As businesses, governments and academic institutions increasingly rely on data when making decisions, a key issue for these bodies is addressing the skills gap that exists in the field of data science.
The LSE Data Science Institute (DSI) is proud to offer new undergraduate courses for 2021/22 as part of a range of data science study opportunities at LSE that equip students, researchers and executives with the skills they need to tackle business, science and social questions from a data perspective.
One of these new DSI undergraduate modules is DS202 - Data Science for Social Scientists, which is led by Dr Julio Amador Diaz Lopez.
This module extends the foundation of probability and statistics with an introduction to the most important concepts in data science and applied machine learning, with social science examples.
In this data science spotlight, Julio offers a reflection on teaching DS202 so far, asking the question "What makes a good data scientist?".
What makes a good data scientist?
Dr Julio Amador Diaz Lopez
Nowadays, data science is everywhere.
As businesses, governments and academic institutions increasingly rely on data-driven decision-making, many people from different backgrounds and formations now consider themselves data scientists.
However, as is the case with everything, simply doing data science does not necessarily translate into doing good data science.

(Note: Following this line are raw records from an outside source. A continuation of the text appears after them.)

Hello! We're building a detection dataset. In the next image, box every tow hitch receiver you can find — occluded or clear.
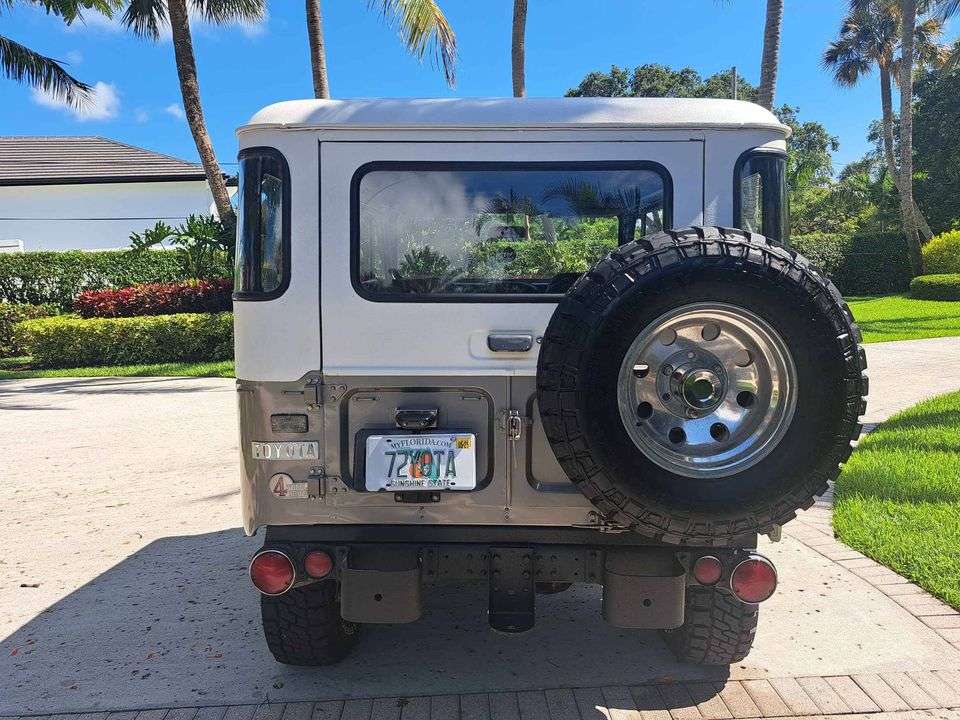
[488,547,535,633]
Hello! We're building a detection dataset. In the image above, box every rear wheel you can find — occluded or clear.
[260,580,360,666]
[664,586,760,665]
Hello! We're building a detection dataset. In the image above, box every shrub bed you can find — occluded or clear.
[790,232,911,295]
[0,302,59,358]
[73,280,233,318]
[910,273,960,300]
[922,230,960,275]
[0,250,231,310]
[790,233,851,275]
[14,313,233,368]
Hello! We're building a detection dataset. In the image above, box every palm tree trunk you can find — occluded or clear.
[900,0,923,275]
[510,0,527,97]
[757,0,783,110]
[167,0,237,234]
[880,65,933,241]
[306,0,330,99]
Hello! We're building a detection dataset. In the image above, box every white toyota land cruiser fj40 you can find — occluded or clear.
[234,98,867,665]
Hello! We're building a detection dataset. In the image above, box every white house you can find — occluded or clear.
[0,136,224,252]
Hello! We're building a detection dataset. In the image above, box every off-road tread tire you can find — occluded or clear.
[537,227,868,546]
[664,586,760,665]
[260,580,359,666]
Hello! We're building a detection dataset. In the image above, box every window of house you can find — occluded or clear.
[352,162,671,300]
[234,148,290,300]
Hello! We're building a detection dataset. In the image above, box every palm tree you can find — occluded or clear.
[757,0,783,110]
[823,0,945,259]
[306,0,457,98]
[510,0,527,97]
[123,0,264,234]
[872,0,960,274]
[0,0,114,107]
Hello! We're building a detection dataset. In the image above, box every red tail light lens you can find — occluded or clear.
[693,555,723,585]
[250,550,297,595]
[730,555,777,603]
[303,550,333,580]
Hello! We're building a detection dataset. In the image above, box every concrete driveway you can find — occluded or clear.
[0,339,960,716]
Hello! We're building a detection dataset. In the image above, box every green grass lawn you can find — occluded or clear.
[833,392,960,609]
[0,357,233,380]
[0,295,960,380]
[847,295,960,342]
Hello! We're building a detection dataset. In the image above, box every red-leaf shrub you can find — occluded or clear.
[73,280,233,318]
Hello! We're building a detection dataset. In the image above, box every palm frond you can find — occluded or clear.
[120,0,167,40]
[368,0,457,87]
[936,0,960,21]
[0,35,91,107]
[190,0,266,25]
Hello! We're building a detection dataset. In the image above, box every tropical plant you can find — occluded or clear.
[0,0,116,107]
[823,0,945,262]
[306,0,330,99]
[757,0,783,110]
[510,0,527,97]
[566,63,757,101]
[913,56,960,232]
[130,215,236,278]
[306,0,457,98]
[119,0,264,233]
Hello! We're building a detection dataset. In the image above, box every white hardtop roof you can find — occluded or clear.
[240,97,788,135]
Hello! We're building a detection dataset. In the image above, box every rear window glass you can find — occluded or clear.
[234,148,290,300]
[353,163,670,300]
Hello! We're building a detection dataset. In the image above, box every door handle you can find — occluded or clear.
[487,333,533,352]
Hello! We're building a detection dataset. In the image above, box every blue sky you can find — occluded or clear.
[0,0,956,169]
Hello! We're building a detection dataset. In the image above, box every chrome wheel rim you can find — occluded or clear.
[617,303,797,478]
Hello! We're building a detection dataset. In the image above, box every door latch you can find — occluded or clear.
[502,410,530,440]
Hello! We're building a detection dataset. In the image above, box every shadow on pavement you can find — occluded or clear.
[0,529,729,715]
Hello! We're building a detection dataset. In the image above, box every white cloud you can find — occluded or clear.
[163,103,186,120]
[33,82,120,122]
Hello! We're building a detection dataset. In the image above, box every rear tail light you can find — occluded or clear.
[303,550,333,580]
[730,555,777,603]
[250,550,297,595]
[693,555,723,585]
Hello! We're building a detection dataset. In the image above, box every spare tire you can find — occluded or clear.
[537,228,867,545]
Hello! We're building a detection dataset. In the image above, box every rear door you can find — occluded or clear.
[320,140,703,376]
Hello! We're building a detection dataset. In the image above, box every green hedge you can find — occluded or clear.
[790,233,911,295]
[0,302,59,358]
[910,273,960,300]
[0,250,232,310]
[790,233,850,275]
[14,313,233,368]
[923,230,960,275]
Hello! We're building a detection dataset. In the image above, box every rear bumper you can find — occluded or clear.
[264,525,755,631]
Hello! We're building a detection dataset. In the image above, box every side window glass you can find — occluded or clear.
[234,148,290,300]
[734,151,789,243]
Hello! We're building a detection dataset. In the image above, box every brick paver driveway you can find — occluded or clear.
[0,339,960,720]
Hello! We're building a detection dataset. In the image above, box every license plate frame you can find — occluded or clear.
[363,432,477,492]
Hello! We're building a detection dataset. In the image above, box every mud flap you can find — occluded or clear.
[488,547,536,633]
[340,548,423,623]
[603,550,686,630]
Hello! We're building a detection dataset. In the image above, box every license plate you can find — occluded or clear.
[365,433,477,492]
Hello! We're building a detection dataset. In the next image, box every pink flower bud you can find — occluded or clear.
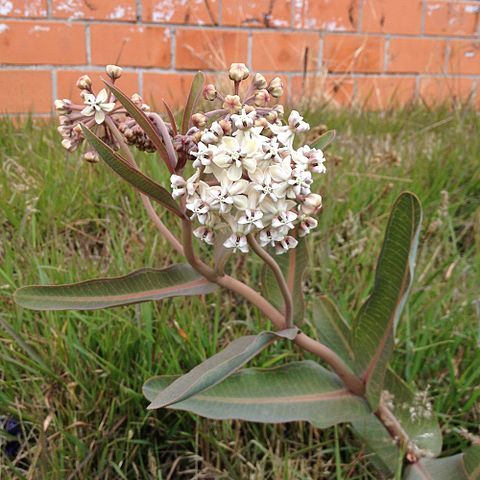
[268,77,283,98]
[77,75,92,92]
[203,83,217,101]
[228,63,250,82]
[105,65,123,80]
[252,73,267,90]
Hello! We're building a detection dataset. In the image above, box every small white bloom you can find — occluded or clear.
[193,227,215,245]
[223,233,248,253]
[81,88,115,124]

So, what makes good data science? I think that this can be explained in three points:
Understand your task.
The main problem with data science is that, quite often, people do not understand what to do. Many practitioners use the 'spaghetti on the wall' procedure: they throw all the spaghetti and simply see what sticks. However, this method is unlikely to even begin to address their problems, as it does not consider the question of 'what is my aim?'.
Understand your data.
Most of the time spent as a data scientist is spent wrangling with data. In fact, 80% of the work of a good data scientist is to 'get intimate' with your data. Knowing your data allows you to understand what types of questions you might be able to use it to answer. Most importantly however, it also allows you to understand which answers you cannot extract from it.
Have an intuition to what your algorithms are doing.
The reason for many practitioners to resort to using the 'spaghetti-on-the-wall' procedure, is because they know how to implement it with code. Indeed if they do it repeatedly, they might obtain some answers (although whether those are the right answers or the right questions is another story). As the old data-scientific adage says: if you torture data long enough, it will speak. Not having an intuition of what your algorithms are doing or how they operate misses the mark on applying data science.
These principles align with LSE's motto rerum cognoscere causas, taken from Virgil's Georgics. Its English translation is "to Know the Causes of Things" which provides the foundation to the work of a good data scientist. We have applied these principles to ouur new undergraduate course DS202 in order to educate in good data science. We have been very impressed with students' progress thus far.